3. In anderer Urkunde? – stillschweigend
Rz. 8
Es ist umstritten, ob ein Erbverzicht nur ausdrücklich oder auch stillschweigend erklärt werden kann. Eine stillschweigende Erklärung kommt im Rahmen eines notariellen gemeinschaftlichen Testaments oder bei einem Erbvertrag in Betracht. Zudem können Erklärungen in Erbverträgen als Pflichtteilsverzicht auszulegen sein, wie die, dass der Pflichtteilsberechtigte durch eine Zahlung aus dem "elterlichen Vermögen unter Lebenden und von Todes wegen ein für alle Male abgefunden" sei.
Rz. 9
Nach der Rechtsprechung des BGH ist ein stillschweigender Erbverzicht möglich. Zumindest das OLG Düsseldorf hat sich dem BGH angeschlossen. Zum Teil wird eher eine Auslegung erwogen.

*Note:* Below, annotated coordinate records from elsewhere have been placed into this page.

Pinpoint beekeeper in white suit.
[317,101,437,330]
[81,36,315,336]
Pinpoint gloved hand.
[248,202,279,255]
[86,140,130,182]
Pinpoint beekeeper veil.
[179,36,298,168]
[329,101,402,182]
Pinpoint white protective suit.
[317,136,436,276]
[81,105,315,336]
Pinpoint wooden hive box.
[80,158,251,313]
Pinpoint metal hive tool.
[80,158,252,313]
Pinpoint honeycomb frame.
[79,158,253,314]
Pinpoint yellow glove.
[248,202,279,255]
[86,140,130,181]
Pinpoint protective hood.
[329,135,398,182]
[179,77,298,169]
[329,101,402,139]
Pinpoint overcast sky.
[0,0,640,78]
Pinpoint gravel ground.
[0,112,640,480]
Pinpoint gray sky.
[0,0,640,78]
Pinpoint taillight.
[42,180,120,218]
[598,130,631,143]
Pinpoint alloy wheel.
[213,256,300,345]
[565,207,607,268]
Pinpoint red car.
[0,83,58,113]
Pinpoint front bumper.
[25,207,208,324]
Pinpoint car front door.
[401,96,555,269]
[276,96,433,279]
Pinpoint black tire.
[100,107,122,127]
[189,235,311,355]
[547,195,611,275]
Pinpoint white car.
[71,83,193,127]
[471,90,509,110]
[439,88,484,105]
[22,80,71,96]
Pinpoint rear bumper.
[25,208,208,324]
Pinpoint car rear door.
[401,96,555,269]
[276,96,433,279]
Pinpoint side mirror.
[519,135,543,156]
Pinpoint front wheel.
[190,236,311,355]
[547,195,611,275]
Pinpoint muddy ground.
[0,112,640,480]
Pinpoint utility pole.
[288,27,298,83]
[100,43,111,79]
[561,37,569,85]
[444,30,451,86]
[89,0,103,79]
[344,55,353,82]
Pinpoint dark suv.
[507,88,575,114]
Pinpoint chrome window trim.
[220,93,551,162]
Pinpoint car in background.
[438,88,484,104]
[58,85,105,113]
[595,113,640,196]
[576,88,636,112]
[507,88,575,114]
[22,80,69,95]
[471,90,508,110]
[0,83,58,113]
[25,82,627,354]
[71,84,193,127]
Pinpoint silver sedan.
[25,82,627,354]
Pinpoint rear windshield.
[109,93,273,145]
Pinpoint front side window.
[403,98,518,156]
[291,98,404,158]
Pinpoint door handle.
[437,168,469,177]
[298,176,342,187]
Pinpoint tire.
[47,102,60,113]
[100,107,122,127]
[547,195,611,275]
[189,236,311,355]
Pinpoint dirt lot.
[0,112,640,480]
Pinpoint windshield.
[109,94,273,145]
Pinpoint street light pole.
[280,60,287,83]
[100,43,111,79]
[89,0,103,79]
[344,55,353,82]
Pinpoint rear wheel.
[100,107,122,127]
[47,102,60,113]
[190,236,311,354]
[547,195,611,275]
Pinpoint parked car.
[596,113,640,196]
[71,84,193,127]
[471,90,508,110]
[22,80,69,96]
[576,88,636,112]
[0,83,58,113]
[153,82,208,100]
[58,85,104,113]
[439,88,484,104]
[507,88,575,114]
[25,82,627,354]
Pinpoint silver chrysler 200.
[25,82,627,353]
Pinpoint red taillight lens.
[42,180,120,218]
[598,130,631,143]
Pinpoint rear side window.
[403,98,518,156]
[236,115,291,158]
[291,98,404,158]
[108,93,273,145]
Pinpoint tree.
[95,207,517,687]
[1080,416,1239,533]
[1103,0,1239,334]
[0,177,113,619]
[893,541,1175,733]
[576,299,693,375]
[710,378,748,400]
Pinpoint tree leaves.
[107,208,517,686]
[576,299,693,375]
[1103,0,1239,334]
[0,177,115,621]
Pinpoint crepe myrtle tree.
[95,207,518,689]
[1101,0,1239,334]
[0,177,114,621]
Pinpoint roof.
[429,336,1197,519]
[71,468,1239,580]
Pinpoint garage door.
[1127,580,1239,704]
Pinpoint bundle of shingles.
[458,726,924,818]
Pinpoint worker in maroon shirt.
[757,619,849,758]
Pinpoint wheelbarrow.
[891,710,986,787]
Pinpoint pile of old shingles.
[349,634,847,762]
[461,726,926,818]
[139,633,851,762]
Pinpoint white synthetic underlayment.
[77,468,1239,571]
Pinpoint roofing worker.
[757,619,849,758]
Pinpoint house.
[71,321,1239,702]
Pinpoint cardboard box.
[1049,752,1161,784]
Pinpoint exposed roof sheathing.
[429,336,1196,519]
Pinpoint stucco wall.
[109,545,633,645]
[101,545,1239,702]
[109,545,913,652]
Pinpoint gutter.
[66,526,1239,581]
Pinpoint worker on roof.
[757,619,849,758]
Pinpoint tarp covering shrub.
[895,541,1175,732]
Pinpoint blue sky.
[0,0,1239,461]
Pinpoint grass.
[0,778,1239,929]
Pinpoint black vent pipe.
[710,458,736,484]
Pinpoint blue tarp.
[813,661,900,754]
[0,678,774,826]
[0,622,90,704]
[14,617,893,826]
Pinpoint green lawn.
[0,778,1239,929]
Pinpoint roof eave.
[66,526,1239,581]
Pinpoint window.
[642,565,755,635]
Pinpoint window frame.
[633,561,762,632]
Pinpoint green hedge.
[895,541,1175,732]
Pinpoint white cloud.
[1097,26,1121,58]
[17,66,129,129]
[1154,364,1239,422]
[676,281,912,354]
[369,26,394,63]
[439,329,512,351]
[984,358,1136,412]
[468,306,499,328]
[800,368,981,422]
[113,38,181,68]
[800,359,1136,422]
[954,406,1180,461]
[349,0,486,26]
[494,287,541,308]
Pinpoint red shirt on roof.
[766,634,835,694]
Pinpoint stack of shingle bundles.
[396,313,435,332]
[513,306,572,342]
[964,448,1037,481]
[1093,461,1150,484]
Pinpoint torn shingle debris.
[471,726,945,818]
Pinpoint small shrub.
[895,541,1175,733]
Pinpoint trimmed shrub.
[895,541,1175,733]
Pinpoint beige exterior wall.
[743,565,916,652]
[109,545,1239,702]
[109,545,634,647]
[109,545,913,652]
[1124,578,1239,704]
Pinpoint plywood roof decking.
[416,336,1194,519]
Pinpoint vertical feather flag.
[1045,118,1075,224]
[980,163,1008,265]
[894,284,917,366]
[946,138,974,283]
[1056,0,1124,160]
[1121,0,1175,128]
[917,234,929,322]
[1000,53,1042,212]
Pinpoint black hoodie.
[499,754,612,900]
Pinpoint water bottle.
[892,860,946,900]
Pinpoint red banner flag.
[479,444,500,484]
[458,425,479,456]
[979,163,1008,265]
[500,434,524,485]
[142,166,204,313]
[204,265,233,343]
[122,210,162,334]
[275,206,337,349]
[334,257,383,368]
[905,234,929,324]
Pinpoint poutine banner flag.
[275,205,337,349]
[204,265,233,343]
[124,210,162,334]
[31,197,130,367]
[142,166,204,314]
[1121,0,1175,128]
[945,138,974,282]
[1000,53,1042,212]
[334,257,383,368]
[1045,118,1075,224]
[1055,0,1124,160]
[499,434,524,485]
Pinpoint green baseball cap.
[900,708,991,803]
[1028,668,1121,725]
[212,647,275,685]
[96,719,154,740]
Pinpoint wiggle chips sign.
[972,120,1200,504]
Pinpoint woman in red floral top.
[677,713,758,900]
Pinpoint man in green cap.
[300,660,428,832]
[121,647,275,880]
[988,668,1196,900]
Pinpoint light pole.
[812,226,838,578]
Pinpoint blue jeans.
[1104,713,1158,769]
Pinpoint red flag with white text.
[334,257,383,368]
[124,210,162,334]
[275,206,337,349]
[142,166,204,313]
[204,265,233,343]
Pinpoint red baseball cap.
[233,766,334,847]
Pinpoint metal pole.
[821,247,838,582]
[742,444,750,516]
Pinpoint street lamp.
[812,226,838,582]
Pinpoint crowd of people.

Der überwiegende Teil der Literatur lehnt einen stillschweigenden Erbverzicht ab. Nach hier vertretener Ansicht kann ein stillschweigender Erbverzicht im Einzelfall durch Auslegung einer anderen Vereinbarung entnommen werden. Die entsprechende Erklärung des Verzichtenden kann aber nur unterstellt werden, wenn dieser wusste, dass er damit nicht nur auf eine mögliche erbrechtliche Zuwendung verzichtet, sondern auch auf eine gesetzlich besonders gesicherte Teilhabe. So ist der vollständige Entfall jeglicher Erbrechte durch eine Wiederverheiratungsklausel eine unzulässige Beeinträchtigung und auf den Pflichtteil zu beschränken. Problematisch sind auch die in Patchworkkonstellat...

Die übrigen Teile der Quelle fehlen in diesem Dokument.